Sometimes you just have a lot to say. Three lines of lettering, which is what the Ames guide can lay out for you in one go, may not be enough for you. So, how do you lay out more lettering?

Notice that you’ve drawn ten lines with your Ames guide, but only nine of them are connected by parentheses. The remaining line is there so that you can continue making more lettering lines.

    1. With you paper still taped in place, reposition your T-square just below where it was the first time. (If you’re using a ruler, not a T-square, this is where your life gets more complicated. You have to make sure the ruler stays parallel to the guidelines you’ve already drawn. Our advice? Get a T-square.)
    2. Position the Ames guide over the lines that are already there so that the lonely hole at the top of the 2/3 row is centered on the bottom line of the set you’ve already drawn.
    3.  Hold down the T-square, and run another set of lines, using the same diagonal row of holes you used before.
    4. You can also position the Ames guide so that the bottom hole is over the top line, and continue your guidelines upward.

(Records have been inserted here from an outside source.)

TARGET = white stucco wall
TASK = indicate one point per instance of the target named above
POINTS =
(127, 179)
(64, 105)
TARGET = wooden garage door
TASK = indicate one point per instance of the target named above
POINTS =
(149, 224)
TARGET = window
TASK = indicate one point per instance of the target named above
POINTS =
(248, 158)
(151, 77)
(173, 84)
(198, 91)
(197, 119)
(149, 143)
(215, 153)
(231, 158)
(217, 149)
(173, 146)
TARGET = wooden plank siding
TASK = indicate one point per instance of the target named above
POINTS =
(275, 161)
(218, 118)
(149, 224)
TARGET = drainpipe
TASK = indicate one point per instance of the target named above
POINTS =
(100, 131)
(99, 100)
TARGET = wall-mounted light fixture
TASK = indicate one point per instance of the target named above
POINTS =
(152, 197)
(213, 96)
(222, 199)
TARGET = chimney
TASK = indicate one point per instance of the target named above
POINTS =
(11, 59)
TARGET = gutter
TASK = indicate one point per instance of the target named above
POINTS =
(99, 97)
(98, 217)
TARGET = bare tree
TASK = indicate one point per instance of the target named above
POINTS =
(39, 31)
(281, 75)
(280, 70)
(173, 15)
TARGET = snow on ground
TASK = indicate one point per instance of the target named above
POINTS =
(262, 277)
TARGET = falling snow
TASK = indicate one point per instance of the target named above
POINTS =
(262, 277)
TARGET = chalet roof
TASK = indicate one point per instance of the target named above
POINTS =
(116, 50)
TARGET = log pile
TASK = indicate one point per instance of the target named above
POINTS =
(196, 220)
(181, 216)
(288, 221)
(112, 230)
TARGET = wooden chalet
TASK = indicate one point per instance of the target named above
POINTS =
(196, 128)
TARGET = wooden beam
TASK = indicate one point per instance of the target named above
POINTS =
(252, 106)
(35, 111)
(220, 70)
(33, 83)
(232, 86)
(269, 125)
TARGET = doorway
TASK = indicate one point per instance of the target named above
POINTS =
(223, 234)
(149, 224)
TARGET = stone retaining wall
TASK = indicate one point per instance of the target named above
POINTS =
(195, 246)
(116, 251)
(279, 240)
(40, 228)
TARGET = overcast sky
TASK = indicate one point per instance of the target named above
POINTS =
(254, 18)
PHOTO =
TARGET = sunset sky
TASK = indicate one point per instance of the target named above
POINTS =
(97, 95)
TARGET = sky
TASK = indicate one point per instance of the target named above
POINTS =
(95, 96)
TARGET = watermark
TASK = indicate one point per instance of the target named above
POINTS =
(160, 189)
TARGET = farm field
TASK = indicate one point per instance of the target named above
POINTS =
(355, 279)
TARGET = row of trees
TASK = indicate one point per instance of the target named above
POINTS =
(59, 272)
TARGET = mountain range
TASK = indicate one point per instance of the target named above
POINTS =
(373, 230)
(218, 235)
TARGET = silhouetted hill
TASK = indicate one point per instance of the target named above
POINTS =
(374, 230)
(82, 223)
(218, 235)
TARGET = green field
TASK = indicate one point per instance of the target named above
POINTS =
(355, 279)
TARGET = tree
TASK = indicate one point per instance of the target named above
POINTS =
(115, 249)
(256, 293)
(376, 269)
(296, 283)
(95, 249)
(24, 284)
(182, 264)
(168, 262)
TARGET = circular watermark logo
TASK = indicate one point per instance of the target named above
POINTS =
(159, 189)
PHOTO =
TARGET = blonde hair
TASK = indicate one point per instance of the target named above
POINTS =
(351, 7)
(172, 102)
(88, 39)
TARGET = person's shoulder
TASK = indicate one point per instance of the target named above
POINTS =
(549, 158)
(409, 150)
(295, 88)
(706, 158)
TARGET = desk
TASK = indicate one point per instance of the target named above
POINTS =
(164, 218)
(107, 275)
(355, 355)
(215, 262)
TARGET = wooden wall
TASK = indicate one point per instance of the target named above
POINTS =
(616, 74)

Guidelines for all upper-case lettering:

These same guidelines can be used when you want to create all upper-case lettering by simply ignoring the x-height line—this is how classic comic book letterers do it. You can also use the center row of holes, which are evenly spaced. Simply use two lines for your row of lettering, and then leave one line blank between rows.

Making word balloons:

1. Ink your lettering first, then quickly sketch an oval around the lettering, leaving plenty of space around the words.

2. Ink the balloon carefully, not in a single go but in short, overlapping strokes.

If you want to use an ellipse word balloon template, you should still letter first and hand sketch the balloon. then move the template around until you find an ellipse that fits. You may have to try multiple templates to find the right one. Ink the whole ellipse using a technical or pigment pen, and then add the tail. (Use graphic white to connect the tail to the balloon afterwards.

And don’t forget: Oval isn’t the only shape you can use for word balloons!